S'emmêlant les pinceaux entre fiction et réel, Mona Chollet mélange aussi passé et présent jusqu'à évoquer doctement les "travers de la formation " de Bruni-Tedeschi quand elle était, avec d'autres, l'élève de Patrice Chéreau. "Je veux qu'un metteur en scène me casse ", lançait alors la jeune Valeria dans une vidéo exhumée par le making of du film diffusé sur Arte. Scandale ! Intériorisation des "lieux communs masochistes " justifiant toutes sortes de maltraitance, s'indigne l'essayiste qui voit des Maria Schneider partout...
C'est pourtant, comme le rappelle un très bel essai paru récemment, le même genre de propos que tenait Nathalie Baye dans la décennie précédente. Elle n'en pouvait plus des rôles de jeune femme sage auxquels elle semblait condamnée. Elle trouvait cela méprisant et blessant, surtout d'un point de vue féministe, et elle rêvait, effectivement, d'être "cassée " par un Godard ou par un Pialat. L'a-t-elle regretté par la suite ? Cette mise à nu à laquelle aspire tout apprenti-comédien, cette vocation à se laisser transpercer par l'imprévu pour se donner une nouvelle colonne vertébrale à travers le personnage qu'on interprète, Chollet n'en a cure. Emportée dans le cousu de fil noir qui lui tient lieu de pensée, Valéria la "cassée " devient sous sa plume Bruni-Tedeschi la "casseuse ", torturant elle aussi ses comédiens dans Les Amandiers pendant le tournage.

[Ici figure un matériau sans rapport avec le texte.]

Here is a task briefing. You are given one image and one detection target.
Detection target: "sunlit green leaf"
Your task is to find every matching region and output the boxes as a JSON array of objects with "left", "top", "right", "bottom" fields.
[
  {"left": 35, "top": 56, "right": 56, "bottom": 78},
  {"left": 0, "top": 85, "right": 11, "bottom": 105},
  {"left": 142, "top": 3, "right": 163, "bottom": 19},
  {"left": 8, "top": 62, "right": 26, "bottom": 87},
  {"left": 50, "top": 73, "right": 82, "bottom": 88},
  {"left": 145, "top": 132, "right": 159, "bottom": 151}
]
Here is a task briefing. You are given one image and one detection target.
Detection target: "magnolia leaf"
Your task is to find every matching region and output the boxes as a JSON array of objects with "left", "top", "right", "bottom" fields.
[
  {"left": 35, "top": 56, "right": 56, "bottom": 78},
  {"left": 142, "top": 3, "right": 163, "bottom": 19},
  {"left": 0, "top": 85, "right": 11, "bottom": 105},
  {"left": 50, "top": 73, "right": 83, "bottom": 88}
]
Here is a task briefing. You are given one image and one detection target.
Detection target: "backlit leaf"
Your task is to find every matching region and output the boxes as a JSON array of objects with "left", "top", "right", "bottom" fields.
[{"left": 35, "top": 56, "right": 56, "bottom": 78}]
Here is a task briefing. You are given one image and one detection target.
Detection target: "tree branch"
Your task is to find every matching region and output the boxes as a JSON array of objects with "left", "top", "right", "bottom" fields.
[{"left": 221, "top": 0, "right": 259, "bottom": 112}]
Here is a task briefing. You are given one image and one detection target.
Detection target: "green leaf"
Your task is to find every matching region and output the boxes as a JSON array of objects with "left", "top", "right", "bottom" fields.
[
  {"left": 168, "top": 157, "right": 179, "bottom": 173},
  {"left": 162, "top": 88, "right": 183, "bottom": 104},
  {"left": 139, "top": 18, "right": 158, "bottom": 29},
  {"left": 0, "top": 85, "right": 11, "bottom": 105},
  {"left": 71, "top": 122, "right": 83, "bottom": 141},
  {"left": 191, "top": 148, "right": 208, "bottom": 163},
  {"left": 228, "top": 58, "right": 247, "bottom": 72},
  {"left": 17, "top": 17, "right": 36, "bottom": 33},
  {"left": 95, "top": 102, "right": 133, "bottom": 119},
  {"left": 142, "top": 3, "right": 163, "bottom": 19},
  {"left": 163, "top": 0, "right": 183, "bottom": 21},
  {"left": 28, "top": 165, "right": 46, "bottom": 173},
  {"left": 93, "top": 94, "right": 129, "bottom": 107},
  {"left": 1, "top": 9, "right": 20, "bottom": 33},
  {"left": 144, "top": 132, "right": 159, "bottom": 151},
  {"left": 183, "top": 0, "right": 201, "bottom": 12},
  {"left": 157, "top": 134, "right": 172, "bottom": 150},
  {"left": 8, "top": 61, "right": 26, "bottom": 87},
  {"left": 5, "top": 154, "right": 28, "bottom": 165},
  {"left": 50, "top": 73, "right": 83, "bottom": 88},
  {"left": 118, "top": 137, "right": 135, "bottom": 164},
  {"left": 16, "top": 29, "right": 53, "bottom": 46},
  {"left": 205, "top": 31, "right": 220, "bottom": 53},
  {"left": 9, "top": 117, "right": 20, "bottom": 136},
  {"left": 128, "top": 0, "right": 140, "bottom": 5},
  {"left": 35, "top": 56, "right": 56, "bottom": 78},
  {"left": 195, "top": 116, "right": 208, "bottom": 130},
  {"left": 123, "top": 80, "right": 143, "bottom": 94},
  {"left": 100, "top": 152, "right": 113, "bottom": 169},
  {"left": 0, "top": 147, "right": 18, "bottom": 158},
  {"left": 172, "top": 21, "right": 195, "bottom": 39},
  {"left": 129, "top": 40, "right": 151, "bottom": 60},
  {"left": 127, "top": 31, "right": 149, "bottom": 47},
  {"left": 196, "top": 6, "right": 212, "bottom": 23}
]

Là encore, l'essayiste se réfère au making of du film et aux propos de l'un de ses jeunes interprètes, Vassili Schneider, lorsque ce dernier évoque le fait de "creuser les choses qui nous détruisent le plus ". Sur Instagram, l'acteur a magistralement répondu à Mona Chollet, la priant de ne pas l'instrumentaliser. Pan sur le bec de celle qui décrète que Bruni-Tedeschi a en face d'elle une "génération à laquelle elle prétendait faire la leçon et qui lui tient tête ". Ce qui en revanche doit tenir tête à Mona Chollet relève d'une autre urgence, celle de combattre partout où c'est possible la pensée chewing gum qui colle à la doxa ambiante. La penseuse -et non la sermonneuse- qui disserta autrefois si brillamment sur "la puissance invaincue" des sorcières, rebelles obstinées et insaisissables, devrait en être la première convaincue: on n'aide pas à la réflexion lorsqu'on s'empresse d'abord de dresser des bûchers.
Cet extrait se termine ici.